The input is simply the length of the array followed by the array itself. The output is either a confirmation that it is possible along with the segment boundaries, or a statement that no single reversal can sort the array.

The key structural constraint is that the array size can be up to 100,000, so any solution that tries all possible segments is immediately infeasible. A naive O(n³) or even O(n²) approach would time out, and even O(n²) simulation of reversals is too slow if done repeatedly. This forces us toward an O(n) or O(n log n) reasoning based on structural properties of nearly sorted arrays.

A subtle edge case arises when the array is already sorted. In this case, reversing a length-1 segment is valid and must be accepted. Another important corner case is when the unsorted portion is very small, for example a single inversion like [2, 1, 3, 4], where only one swap-equivalent segment exists. Finally, there are cases where the array looks “almost sorted” locally but cannot be fixed by a single reversal, such as [3, 1, 2, 4], where any reversal disrupts other parts of the order.

Approaches

A brute-force strategy is to try every possible pair of indices l, r, reverse that segment, and check whether the array becomes sorted. Each check takes O(n), and there are O(n²) segments, giving O(n³) overall. Even optimizing the check with precomputation does not remove the quadratic number of candidates, so this is too slow for n = 100,000.

The key insight is to shift from “trying all reversals” to “characterizing what a valid reversal must look like”. If reversing a segment sorts the array, then outside that segment the array must already be sorted in correct order. Inside the segment, the order must be exactly reversed relative to a sorted array, meaning the segment must appear strictly decreasing in the original array.

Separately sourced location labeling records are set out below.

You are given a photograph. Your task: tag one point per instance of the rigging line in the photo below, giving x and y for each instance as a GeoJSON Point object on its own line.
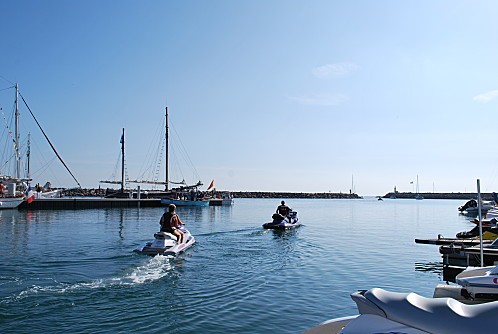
{"type": "Point", "coordinates": [187, 157]}
{"type": "Point", "coordinates": [1, 76]}
{"type": "Point", "coordinates": [46, 137]}
{"type": "Point", "coordinates": [1, 90]}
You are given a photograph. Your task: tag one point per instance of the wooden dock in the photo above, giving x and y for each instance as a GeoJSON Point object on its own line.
{"type": "Point", "coordinates": [77, 203]}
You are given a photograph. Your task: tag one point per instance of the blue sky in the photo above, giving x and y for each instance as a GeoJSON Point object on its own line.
{"type": "Point", "coordinates": [265, 95]}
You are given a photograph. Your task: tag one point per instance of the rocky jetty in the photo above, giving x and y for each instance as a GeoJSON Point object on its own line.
{"type": "Point", "coordinates": [100, 192]}
{"type": "Point", "coordinates": [462, 196]}
{"type": "Point", "coordinates": [259, 194]}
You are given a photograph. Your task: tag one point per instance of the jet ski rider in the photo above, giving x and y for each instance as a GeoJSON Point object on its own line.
{"type": "Point", "coordinates": [170, 222]}
{"type": "Point", "coordinates": [284, 210]}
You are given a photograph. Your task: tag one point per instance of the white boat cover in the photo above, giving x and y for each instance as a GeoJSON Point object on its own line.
{"type": "Point", "coordinates": [439, 315]}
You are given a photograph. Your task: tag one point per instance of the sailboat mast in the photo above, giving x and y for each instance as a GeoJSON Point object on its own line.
{"type": "Point", "coordinates": [167, 153]}
{"type": "Point", "coordinates": [16, 135]}
{"type": "Point", "coordinates": [28, 154]}
{"type": "Point", "coordinates": [122, 162]}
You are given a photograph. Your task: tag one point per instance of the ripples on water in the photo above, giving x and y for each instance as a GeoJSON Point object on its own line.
{"type": "Point", "coordinates": [75, 270]}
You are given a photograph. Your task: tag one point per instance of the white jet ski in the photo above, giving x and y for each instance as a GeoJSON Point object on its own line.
{"type": "Point", "coordinates": [382, 311]}
{"type": "Point", "coordinates": [166, 244]}
{"type": "Point", "coordinates": [282, 223]}
{"type": "Point", "coordinates": [480, 284]}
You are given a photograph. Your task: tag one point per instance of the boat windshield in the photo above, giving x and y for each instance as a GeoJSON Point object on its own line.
{"type": "Point", "coordinates": [494, 271]}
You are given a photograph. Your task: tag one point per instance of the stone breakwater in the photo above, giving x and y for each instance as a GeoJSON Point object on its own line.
{"type": "Point", "coordinates": [259, 194]}
{"type": "Point", "coordinates": [236, 194]}
{"type": "Point", "coordinates": [462, 196]}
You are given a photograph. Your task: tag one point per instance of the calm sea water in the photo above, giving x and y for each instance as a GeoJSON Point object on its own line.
{"type": "Point", "coordinates": [75, 271]}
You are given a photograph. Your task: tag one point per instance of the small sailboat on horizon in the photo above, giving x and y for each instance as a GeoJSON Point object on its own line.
{"type": "Point", "coordinates": [417, 195]}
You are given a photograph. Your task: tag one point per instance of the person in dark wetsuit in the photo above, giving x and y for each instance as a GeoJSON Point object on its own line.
{"type": "Point", "coordinates": [284, 210]}
{"type": "Point", "coordinates": [170, 222]}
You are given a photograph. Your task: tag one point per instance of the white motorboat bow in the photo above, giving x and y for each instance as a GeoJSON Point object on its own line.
{"type": "Point", "coordinates": [382, 311]}
{"type": "Point", "coordinates": [475, 285]}
{"type": "Point", "coordinates": [282, 223]}
{"type": "Point", "coordinates": [471, 206]}
{"type": "Point", "coordinates": [165, 243]}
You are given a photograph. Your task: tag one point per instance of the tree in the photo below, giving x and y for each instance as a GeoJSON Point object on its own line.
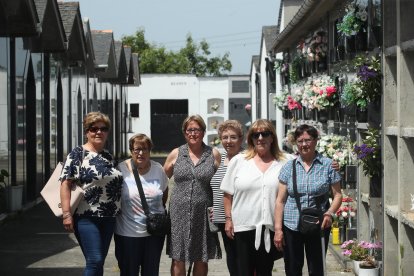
{"type": "Point", "coordinates": [192, 59]}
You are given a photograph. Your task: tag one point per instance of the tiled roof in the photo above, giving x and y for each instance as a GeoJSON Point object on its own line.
{"type": "Point", "coordinates": [269, 35]}
{"type": "Point", "coordinates": [68, 12]}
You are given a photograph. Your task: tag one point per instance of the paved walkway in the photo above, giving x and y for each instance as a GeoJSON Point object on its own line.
{"type": "Point", "coordinates": [34, 243]}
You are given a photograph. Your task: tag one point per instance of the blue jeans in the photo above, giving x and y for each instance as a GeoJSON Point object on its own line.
{"type": "Point", "coordinates": [135, 254]}
{"type": "Point", "coordinates": [94, 235]}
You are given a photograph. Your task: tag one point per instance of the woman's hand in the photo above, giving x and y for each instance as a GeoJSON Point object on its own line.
{"type": "Point", "coordinates": [327, 221]}
{"type": "Point", "coordinates": [229, 228]}
{"type": "Point", "coordinates": [68, 222]}
{"type": "Point", "coordinates": [279, 240]}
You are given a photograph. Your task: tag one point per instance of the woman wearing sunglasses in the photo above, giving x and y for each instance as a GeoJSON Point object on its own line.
{"type": "Point", "coordinates": [192, 165]}
{"type": "Point", "coordinates": [92, 167]}
{"type": "Point", "coordinates": [250, 186]}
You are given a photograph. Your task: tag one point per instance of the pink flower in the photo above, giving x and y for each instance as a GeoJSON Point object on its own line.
{"type": "Point", "coordinates": [330, 90]}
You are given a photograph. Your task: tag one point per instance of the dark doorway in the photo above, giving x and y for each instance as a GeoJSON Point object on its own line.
{"type": "Point", "coordinates": [167, 117]}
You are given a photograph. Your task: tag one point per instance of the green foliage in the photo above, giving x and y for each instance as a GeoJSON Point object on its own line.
{"type": "Point", "coordinates": [192, 59]}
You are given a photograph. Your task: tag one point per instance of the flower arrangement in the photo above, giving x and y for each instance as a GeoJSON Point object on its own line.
{"type": "Point", "coordinates": [361, 250]}
{"type": "Point", "coordinates": [337, 148]}
{"type": "Point", "coordinates": [366, 86]}
{"type": "Point", "coordinates": [215, 106]}
{"type": "Point", "coordinates": [280, 101]}
{"type": "Point", "coordinates": [369, 153]}
{"type": "Point", "coordinates": [354, 19]}
{"type": "Point", "coordinates": [319, 93]}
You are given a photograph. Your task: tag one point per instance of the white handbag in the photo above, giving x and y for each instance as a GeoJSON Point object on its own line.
{"type": "Point", "coordinates": [51, 192]}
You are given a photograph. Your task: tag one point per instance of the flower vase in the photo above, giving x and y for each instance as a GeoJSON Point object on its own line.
{"type": "Point", "coordinates": [373, 271]}
{"type": "Point", "coordinates": [356, 266]}
{"type": "Point", "coordinates": [343, 233]}
{"type": "Point", "coordinates": [336, 236]}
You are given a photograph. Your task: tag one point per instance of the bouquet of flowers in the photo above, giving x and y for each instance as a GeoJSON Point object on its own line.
{"type": "Point", "coordinates": [354, 19]}
{"type": "Point", "coordinates": [361, 250]}
{"type": "Point", "coordinates": [280, 101]}
{"type": "Point", "coordinates": [369, 153]}
{"type": "Point", "coordinates": [337, 148]}
{"type": "Point", "coordinates": [215, 106]}
{"type": "Point", "coordinates": [319, 93]}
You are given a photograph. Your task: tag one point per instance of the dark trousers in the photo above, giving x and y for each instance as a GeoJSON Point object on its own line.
{"type": "Point", "coordinates": [135, 254]}
{"type": "Point", "coordinates": [295, 242]}
{"type": "Point", "coordinates": [231, 252]}
{"type": "Point", "coordinates": [250, 260]}
{"type": "Point", "coordinates": [94, 235]}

This leads to a structural observation: if a solution exists, the array differs from its sorted version in exactly one contiguous block, and that block is strictly decreasing. Outside that block, the array must already match the sorted order.

So instead of trying operations, we compare the array to its sorted version and identify mismatch boundaries.

Approach Time Complexity Space Complexity Verdict
Brute Force (try all segments) O(n³) O(1) Too slow
Compare with sorted + single segment validation O(n log n) O(n) Accepted

Algorithm Walkthrough

  1. Create a sorted copy of the array. This represents the target final configuration after a successful reversal.
  2. Find the first index l where the original array differs from the sorted array. This is the earliest position that must be included in the reversed segment, since everything before it is already correct.
  3. Find the last index r where the original array differs from the sorted array. This is the farthest boundary of the segment that must be reversed, since everything after it is already correct.
  4. Reverse the subarray from l to r in a copy of the original array.
  5. Check whether this modified array matches the sorted array exactly. If it does, the segment [l, r] is valid. Otherwise, no single reversal can fix the array.

The reason we can safely focus on this single candidate segment is that any valid solution must align exactly with the mismatch interval between the array and its sorted version. If a valid reversal exists but differs from this interval, it would imply that parts outside the mismatch are being altered, which would immediately break sorted order elsewhere.

Why it works

The correctness hinges on the fact that sorting via one reversal cannot introduce new correctly ordered elements outside the reversed segment. Every position outside the chosen segment remains fixed. Therefore, all positions that already match the sorted array must lie outside the segment, and all mismatches must lie inside it. This forces the reversed segment to be exactly the contiguous interval covering all mismatches. Once this interval is determined, there is only one candidate reversal to test, and it is either valid or not.

Python Solution

import sys
input = sys.stdin.readline

def solve():
    n = int(input())
    a = list(map(int, input().split()))

    b = sorted(a)

    l = 0
    while l < n and a[l] == b[l]:
        l += 1

    if l == n:
        print("yes")
        print(1, 1)
        return

    r = n - 1
    while r >= 0 and a[r] == b[r]:
        r -= 1

    segment = a[:]
    segment[l:r+1] = reversed(segment[l:r+1])

    if segment == b:
        print("yes")
        print(l + 1, r + 1)
    else:
        print("no")

if __name__ == "__main__":
    solve()

The code first builds the sorted reference array, then isolates the first and last mismatching positions. Those indices define the only plausible segment that could fix the array. Reversing that segment in a copy is enough because any valid solution must coincide with this mismatch window.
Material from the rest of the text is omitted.